More than 100 New Zealanders suffering from faulty hip replacements have won the first battle in a lengthy court case in London.
DePuy, a subsidiary of medical giant Johnson & Johnson which manufactured ASR metal implants, yesterday withdrew a challenge to the New Zealand claim.
The group is claiming damages for personal injury and financial losses in an English court against DePuy - which manufactured the metal-on-metal implants in Leeds - because it is unable to sue in New Zealand due to the "no fault" ACC legislation.
Most patients have had surgery to replace the failed cobalt and chrome metal hip and a few have had multiple operations.
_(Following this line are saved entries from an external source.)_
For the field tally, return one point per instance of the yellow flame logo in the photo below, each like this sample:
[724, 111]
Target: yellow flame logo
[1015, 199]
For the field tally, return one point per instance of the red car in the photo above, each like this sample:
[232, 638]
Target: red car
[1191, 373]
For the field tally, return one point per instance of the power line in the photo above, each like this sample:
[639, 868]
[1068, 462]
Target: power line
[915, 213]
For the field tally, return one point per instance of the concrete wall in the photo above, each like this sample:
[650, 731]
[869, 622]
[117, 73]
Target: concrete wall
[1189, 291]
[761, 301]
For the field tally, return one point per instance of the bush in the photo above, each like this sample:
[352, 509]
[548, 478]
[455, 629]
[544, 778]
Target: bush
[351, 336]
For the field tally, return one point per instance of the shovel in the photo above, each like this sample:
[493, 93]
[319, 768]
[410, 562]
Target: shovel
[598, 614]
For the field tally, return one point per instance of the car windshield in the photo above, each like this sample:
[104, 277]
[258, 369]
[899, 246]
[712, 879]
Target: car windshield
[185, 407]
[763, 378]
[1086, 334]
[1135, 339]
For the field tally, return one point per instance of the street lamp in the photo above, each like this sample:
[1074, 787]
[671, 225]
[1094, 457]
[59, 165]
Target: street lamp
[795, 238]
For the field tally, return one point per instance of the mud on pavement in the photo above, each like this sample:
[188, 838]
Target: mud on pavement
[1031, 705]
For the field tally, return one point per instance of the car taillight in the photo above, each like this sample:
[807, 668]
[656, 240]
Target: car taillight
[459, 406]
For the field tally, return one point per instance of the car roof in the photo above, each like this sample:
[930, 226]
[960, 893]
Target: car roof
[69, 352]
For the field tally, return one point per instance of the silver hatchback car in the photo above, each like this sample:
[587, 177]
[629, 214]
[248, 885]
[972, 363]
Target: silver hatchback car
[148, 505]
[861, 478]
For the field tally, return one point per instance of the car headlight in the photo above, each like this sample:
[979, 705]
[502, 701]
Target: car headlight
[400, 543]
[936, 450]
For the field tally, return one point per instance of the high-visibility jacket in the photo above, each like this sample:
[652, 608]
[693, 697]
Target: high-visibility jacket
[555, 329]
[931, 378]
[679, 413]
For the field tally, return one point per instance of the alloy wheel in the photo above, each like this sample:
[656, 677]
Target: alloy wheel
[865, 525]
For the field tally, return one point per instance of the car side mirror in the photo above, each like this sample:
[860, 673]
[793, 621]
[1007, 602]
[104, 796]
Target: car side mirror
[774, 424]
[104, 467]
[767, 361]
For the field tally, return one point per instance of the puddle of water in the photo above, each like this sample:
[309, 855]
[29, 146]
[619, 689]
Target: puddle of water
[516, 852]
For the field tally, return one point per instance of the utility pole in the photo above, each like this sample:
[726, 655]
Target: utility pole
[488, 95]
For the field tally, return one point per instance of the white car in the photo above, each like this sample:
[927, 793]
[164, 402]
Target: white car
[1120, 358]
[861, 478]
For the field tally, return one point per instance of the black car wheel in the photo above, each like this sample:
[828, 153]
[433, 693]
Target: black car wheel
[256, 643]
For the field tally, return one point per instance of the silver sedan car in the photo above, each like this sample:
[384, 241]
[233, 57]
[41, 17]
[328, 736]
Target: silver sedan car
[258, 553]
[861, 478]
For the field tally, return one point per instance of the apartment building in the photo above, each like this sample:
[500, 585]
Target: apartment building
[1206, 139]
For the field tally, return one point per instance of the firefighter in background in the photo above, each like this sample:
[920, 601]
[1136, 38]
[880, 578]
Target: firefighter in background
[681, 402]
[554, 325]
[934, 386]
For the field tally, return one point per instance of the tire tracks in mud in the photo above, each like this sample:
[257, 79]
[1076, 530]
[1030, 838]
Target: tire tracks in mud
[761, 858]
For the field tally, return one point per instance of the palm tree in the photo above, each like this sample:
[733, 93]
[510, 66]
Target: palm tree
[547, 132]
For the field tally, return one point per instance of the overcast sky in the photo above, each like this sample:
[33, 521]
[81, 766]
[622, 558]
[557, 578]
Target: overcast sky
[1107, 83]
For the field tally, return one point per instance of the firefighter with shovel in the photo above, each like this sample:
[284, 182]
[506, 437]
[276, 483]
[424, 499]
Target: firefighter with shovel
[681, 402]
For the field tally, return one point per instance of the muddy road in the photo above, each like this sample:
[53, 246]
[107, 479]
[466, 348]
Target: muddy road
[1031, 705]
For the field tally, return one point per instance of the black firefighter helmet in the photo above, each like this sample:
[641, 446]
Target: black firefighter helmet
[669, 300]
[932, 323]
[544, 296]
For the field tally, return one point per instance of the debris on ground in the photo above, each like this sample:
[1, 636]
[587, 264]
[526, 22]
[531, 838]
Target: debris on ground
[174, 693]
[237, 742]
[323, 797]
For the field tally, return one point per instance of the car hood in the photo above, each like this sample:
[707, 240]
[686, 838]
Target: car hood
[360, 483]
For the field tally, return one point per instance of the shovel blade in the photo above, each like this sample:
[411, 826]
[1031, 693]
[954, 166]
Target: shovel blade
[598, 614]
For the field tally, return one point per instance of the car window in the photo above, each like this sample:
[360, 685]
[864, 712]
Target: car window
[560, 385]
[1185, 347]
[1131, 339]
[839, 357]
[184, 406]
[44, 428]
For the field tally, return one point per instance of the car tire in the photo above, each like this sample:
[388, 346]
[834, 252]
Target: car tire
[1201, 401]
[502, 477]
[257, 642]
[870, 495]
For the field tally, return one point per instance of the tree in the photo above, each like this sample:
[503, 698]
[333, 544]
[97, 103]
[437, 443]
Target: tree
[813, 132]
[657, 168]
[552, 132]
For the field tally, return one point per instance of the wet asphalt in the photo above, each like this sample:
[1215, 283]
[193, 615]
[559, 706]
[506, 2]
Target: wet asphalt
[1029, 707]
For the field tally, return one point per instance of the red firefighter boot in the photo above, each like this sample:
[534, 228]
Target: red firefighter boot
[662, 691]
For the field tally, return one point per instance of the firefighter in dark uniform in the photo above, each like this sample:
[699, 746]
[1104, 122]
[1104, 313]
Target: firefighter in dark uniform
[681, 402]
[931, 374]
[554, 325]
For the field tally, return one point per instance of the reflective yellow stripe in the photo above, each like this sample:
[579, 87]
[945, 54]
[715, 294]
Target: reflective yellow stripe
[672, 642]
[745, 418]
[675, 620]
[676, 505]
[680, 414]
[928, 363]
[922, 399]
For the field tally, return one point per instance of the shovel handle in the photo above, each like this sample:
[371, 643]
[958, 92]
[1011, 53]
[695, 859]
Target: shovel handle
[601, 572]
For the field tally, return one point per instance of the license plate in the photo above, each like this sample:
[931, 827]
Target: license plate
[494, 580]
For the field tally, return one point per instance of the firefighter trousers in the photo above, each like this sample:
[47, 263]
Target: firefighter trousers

Some victims have made a successful recovery but others have been left with serious disabilities needing expensive care after losing their ability to work.
At first, DePuy objected to the New Zealand claim on jurisdictional grounds and a group of four test cases were to test this issue in court.
However, the English High Court dismissed the jurisdictional challenge in respect and there can be no appeal because of DePuy's decision to abandon its challenge prior to the hearing - after the claimants, including a group from South Africa, had produced their evidence.
The case can now proceed to trial.
Hugh Preston, QC, an English barrister who specialises in product liability and personal injury, said his New Zealand clients had consistently argued that they were entitled to bring their claim in England.
"The claimants will argue that the hip implants supplied to them were unsafe."
John Miller, a Wellington lawyer acting for the group in New Zealand, said the abandoned challenge was a "significant step forward for these injured claimants".
"Many of whom do not believe ACC and the New Zealand taxpayer should be responsible for subsidising what they see to be the responsibility of a multinational company."
The ASR hip was recalled in August 2010 when the rate of failure after six years reached 12 per cent compared to the normal 4 per cent. The failure rate in Britain has since been reported to be 49 per cent and Mr Preston said some experts are predicting all will fail by 10 years.
In New Zealand, 507 patients received the hip.